Occasionally, I receive questions from blog readers who are curious to know how I wound up writing a book. Many bloggers have similar aspirations of writing for a larger audience. So questions inevitably come up:
“How did you get published?”
“What kind of proposal did you do?”
“What is the key to getting a book deal?”
Of course, the questioners are not merely interested in my personal story; they want to follow the same road and get published themselves.
The only advice that I can give about publishing comes solely from the author’s standpoint. I usually recommend that you try to get published in some magazines first. Building a blog audience is a good idea. Try to get your work into other places (whether there is a financial benefit or not). Sometimes, I will tell someone to consider self-publishing, especially if they have many traveling and speaking opportunities.
Of course, all this advice is from the author’s standpoint. The best thing you can do is hear the editor’s point of view.
The world of Christian publishing differs quite a bit from the world of non-Christian publishing, but enough of the same rules apply to non-fiction that one can glean important insights from editors of secular non-fiction. Thinking Like Your Editor: How to Write Great Serious Nonfiction–and Get It Published (W. W. Norton & Company, New York, 2003) by Susan Rabiner and Alfred Fortunato is a good place to get started.

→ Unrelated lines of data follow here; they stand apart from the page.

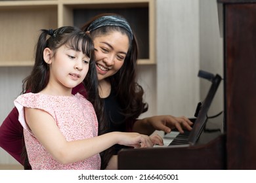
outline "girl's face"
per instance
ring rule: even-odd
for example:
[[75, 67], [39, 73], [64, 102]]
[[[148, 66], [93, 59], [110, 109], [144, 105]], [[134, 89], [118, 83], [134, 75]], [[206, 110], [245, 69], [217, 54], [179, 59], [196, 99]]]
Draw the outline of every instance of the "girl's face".
[[[47, 49], [45, 52], [47, 52]], [[83, 82], [89, 66], [90, 59], [86, 55], [65, 45], [60, 46], [54, 56], [51, 50], [49, 52], [51, 53], [51, 59], [48, 62], [50, 63], [49, 84], [55, 86], [53, 88], [56, 91], [58, 90], [58, 88], [66, 88], [67, 91], [70, 91]], [[45, 61], [47, 62], [45, 58]], [[58, 86], [60, 87], [58, 88]]]
[[122, 67], [129, 49], [129, 39], [119, 31], [96, 37], [95, 48], [96, 67], [100, 81], [116, 74]]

Aspiring authors need to know what editors look for when they see a book proposal. They also need to know a little about the decision-making process. I learned from experience how to craft a book proposal, but it would have been helpful for me to have known some of the suggestions in this book before starting the proposal.
For example, when I first began speaking with an editor of a Christian publishing house, I quickly came to discover that although my editor really liked my proposal, the decision was not his alone. He was going to have to “sell it”, so to speak, to the board of editors that makes these decisions.
It’s a little like American Idol. The first major step forward is simply getting your work to an editor’s desk, just like the thousands of Idol contestants hope they will get the chance to audition for the judges. Once you have an editor who is in your court, you move pass the initial round of going “solo” and now must compete against all the other proposals. (It’s like Hollywood Week.) It’s no longer just you and the editor. Now your proposal has to stand out in a room with lots of other proposals, each of which has support from other editors. If you pass this test, you’re on your way.
If you want think like an editor, I recommend this book. It comes highly recommended by my friend, Justin Taylor, editor at Crossway. And no wonder. This book takes you through the thought processes of a non-fiction editor. The five big questions that every editor wants to answer are:
- What is this book about?
- What is the book’s thesis and what’s new about it?
- Why are you the person to write this book?
- Why is now the time to publish this book?
- Who makes up the core audience for the proposed book, and why will they find it appealing?
If you can satisfactorily explain all five of these things, you have at least a shot at getting published.
The book also includes a couple of chapters on how to write well. The authors give tips on writing, using narrative tension, and treating other arguments fairly, etc. There is also a good deal of advice for authors once they have a book proposal that has been accepted. What can an author expect from the publisher? What can an author expect in terms of marketing?
Reading this book after going through the publishing process was especially enlightening. Looking over my initial proposal for Holy Subversion, I can see some of the things I did right. And thinking ahead, I can see some things I will do differently when making future proposals.
Thinking Like Your Editor is what I’m going to start recommending to people when they ask about being published or how to be published. You really don’t need to talk to an author so much as you need to talk to an editor. If you don’t know an editor, this book is the next best thing for writing non-fiction and getting it published.